El mundo, entonces, era más grande, más confuso y más opaco que ahora.

De todo lo antedicho, cabe deducir que, aunque muchas veces se echan en falta hoy valores de entonces, no era una sociedad mejor armada moralmente que la nuestra. La principal virtud de aquella sociedad, que hoy se echa en falta, era la capacidad de respuesta ante el sufrimiento, quizá porque la gente sufría mucho, muchísimo, y estaba acostumbrada a ello.

La miseria, el miedo y el sufrimiento eran los principales componentes emocionales de que estaba hecha aquella sociedad oscura. El miedo debía de ser macizo, plúmbeo, debía meterse en la memoria, en los huesos y en los sueños. El miedo a lo desconocido y el miedo a lo conocido. Fueras inocente o culpable. Fueras bueno o malo. Porque todo el mundo era presuntamente culpable.

Dice José Luis González Peralbo en el libro, por ejemplo, que el tormento era aplicado a los testigos de los que se sospechara que sabían la verdad y no colaboraban lo suficiente.

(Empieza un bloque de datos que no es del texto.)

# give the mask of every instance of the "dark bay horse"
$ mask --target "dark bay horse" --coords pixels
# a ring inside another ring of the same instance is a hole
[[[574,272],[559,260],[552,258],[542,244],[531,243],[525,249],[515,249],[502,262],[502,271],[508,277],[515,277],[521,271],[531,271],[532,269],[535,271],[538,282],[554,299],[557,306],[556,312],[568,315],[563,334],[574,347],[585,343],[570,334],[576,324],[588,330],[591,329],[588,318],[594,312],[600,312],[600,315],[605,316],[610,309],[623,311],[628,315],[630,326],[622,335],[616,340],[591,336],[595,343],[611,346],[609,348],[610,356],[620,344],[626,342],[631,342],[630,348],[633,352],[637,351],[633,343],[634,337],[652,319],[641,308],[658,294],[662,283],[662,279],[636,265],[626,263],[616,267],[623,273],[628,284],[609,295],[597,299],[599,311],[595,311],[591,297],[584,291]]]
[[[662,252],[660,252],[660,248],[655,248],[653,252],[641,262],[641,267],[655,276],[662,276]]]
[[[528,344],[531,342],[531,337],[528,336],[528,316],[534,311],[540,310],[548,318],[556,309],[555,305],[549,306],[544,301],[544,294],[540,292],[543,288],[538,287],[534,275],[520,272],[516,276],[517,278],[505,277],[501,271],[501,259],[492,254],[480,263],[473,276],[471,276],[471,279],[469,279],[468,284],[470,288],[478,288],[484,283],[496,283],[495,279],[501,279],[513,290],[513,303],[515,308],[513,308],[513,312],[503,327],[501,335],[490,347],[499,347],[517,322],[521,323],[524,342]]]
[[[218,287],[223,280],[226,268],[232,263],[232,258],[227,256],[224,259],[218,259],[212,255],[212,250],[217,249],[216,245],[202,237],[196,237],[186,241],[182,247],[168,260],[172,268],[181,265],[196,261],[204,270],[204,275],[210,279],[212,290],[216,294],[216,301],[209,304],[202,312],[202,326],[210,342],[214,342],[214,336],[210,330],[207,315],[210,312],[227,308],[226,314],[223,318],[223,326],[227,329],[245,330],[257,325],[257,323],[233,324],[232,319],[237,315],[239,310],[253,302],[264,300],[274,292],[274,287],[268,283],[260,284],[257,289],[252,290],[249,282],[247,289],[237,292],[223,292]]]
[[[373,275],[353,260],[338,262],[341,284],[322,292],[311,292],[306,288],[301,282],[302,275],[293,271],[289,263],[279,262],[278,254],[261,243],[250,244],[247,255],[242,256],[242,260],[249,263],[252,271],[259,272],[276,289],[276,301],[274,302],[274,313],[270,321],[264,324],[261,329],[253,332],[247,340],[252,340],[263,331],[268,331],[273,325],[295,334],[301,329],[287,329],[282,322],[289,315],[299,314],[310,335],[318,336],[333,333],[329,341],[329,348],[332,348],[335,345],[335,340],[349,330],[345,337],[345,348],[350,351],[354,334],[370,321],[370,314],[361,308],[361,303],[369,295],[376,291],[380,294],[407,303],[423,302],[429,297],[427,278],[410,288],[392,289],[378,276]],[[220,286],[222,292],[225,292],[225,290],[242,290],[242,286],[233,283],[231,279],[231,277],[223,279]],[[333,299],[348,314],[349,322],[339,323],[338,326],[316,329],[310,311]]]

La gente común, especialmente los pobres, temen a las autoridades y a la justicia tanto o más que a los propios criminales.

Lo pobres más de verdad estaban obligados a andar por el borde la ley para sobrevivir, o directamente, a eludir la Ley, a pesar del castigo descomunal que eso suponía. Estaban obligados a sisar, a escurrirse, a robar algo tan de los cerdos como las bellotas, a ser eso que protagonizaba buena parte de la literatura de los primeros tiempos de entonces, a ser un pícaro. De hecho, se ve que detrás de la vida de la mayoría de la gente hay una historia que es una verdadera epopeya de la supervivencia.

Para contar esas historias se necesita de una gran habilidad comunicadora. Se necesita, especialmente, cuando la historia se cuenta de viva voz y se interpreta y en libros como La mala vida en Los Pedroches, donde se recogen historias de los archivos y uno está obligado a extraer de ellas lo mejor y más ameno.

José Luis, como buen historiador que es, ha ido a los archivos y ha recogido las historias, pero para presentarlas al público en un libro ha tenido el acierto de actuar como un perfecto narrador. Y, para ello, se ha introducido en el texto él mismo. Ha contado lo que hay y ha opinado. Lo ha hecho dotando de ironía y gracia al texto e introduciendo esa suerte de chascarrillos sonoros que son los epigramas, que emplea a modo de corolario, como la aleccionadora moraleja de una fábula.

Con La mala vida en Los Pedroches, en fin, el lector pasará buenos ratos, que es un generoso fin en sí mismo, se enterará de cómo eran nuestros antepasados y la sociedad que tejieron y, cuando lo termine, se quedará con un regusto muy agradable.

* Extracto de mi intervención en la presentación del libro.